Le Figaro : Dans la réforme fiscale, vous ne semblez pas favoriser vraiment les classes moyennes : vous supprimez un certain nombre d’avantages dont elles bénéficient, comme la déduction pour frais de scolarité des enfants ou la réduction d’impôts pour les emprunts immobiliers, mais vous conservez des avantages réservés aux très hauts revenus…
Alain Lamassoure : Au contraire ! La réforme est conçue pour bénéficier essentiellement aux classes moyennes et aux familles nombreuses : la réduction des taux et l’élargissement de la tranche de revenu exonérée bénéficiera massivement aux familles. La déduction pour frais de scolarité faisait double emploi avec les autres avantages réservés aux familles. Sa suppression aura un effet minime. Quant à l’avantage fiscal sur les prêts immobiliers, il devenait sans effet. Les familles dont le revenu est de 4,5 fois le SMIC ont accès au prêt à taux zéro. Et celles dont les revenus sont plus élevés bénéficient de la forte baisse des taux d’intérêt.
Nous avons, par ailleurs, maintenu la réduction d’impôts au titre des emplois familiaux. Et nous avons institué une nouvelle réduction pour travaux de 20 000 francs pour un célibataire et de 40 000 francs pour un couple. Ces mesures concernent largement les classes moyennes. Elles permettent aussi de blanchir le travail au noir.
Actuellement, une famille de cadres moyens avec trois enfants et 25 000 francs de revenus nets par mois dépense en moyenne l’équivalent de trois semaines de revenus au titre de l’impôt sur le revenu. Au terme de la réforme, elle ne paiera plus que l’équivalent d’une semaine.
Le Figaro : Pourquoi ne pas avoir touché à la loi Pons, aux avantages liés à l’achat de parts de navire (les quirats) ou aux dispositifs des Sofica qui concernent surtout les contribuables les plus aisés ?

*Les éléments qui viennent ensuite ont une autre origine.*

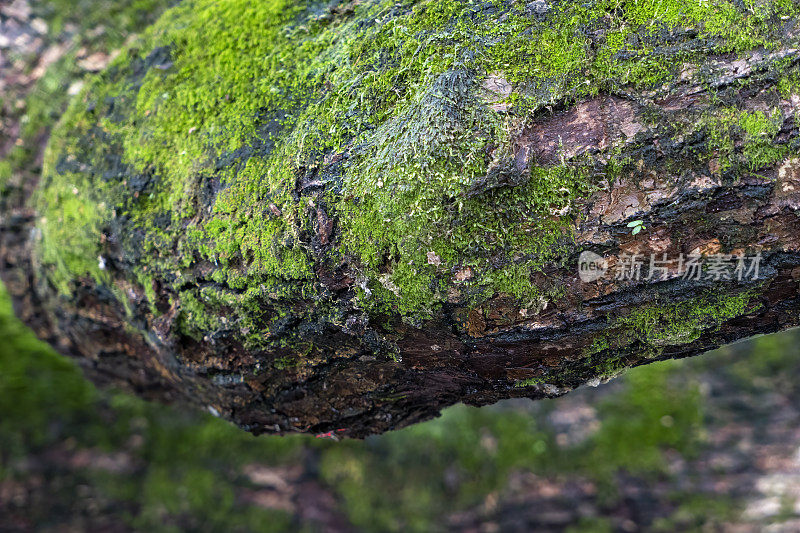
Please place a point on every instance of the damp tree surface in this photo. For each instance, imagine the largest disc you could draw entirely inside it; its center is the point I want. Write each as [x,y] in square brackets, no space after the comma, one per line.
[343,217]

Alain Lamassoure : Certaines de ces mesures présentent un intérêt économique évident. C'est le cas de la loi Pons qui est conçue pour donner un coup de fouet à l'économie des DOM-TOM. Les quirats sont le seul moyen que nous avons de sauver notre construction navale. Et les Sofica nous ont permis de sauvegarder une industrie cinématographique indépendante. Maia nous sommes bien sûr ouverts aux propositions qui nous serons faites par la majorité au cours du débat budgétaire.
Le Figaro : Fallait-il sortir un million et demi de contribuables du champ de l’impôt, à l’encontre des mises en garde de la majorité et les promesses de la campagne présidentielle ?
Alain Lamassoure : Ces contribuables participent au financement des charges publiques à travers les cotisations sociales et la contribution sociale généralisée (CSG) qui est prélevée sur tous les revenus.
La France a un système fiscal particulier avec un impôt sur le revenu très progressif, payé par la moitié des foyers fiscaux. C'est un impôt injuste qui a beaucoup d'effets pervers car il n'est pas systématiquement payé par les plus riches. Un célibataire au SMIC peut payer l'impôt sur le revenu alors qu'une famille nombreuse avec des revenus élevés peut y échapper en tout ou partie. Or nous voulons que l'impôt baisse pour tout le monde.
Le Figaro : Du côté des dépenses, vous réduisez le nombre de fonctionnaires de 5 600, c’est un chiffre inférieur à ce que vous aviez laissé entendre jusqu’ici.
Alain Lamassoure : Il faut d'abord préciser que ces réductions se font sans aucun licenciement. Ce que nous proposons aux fonctionnaires, c'est aussi un contrat de croissance : l'amélioration de leur rémunération sera la contrepartie d'un effort de productivité. La réduction d'effectifs inscrite au projet de budget 97 marque une rupture avec les années antérieures. Si elle reste relativement modérée, c'est parce que nous avons voulu concilier notre souci de rigueur et notre souci de préserver le consensus social.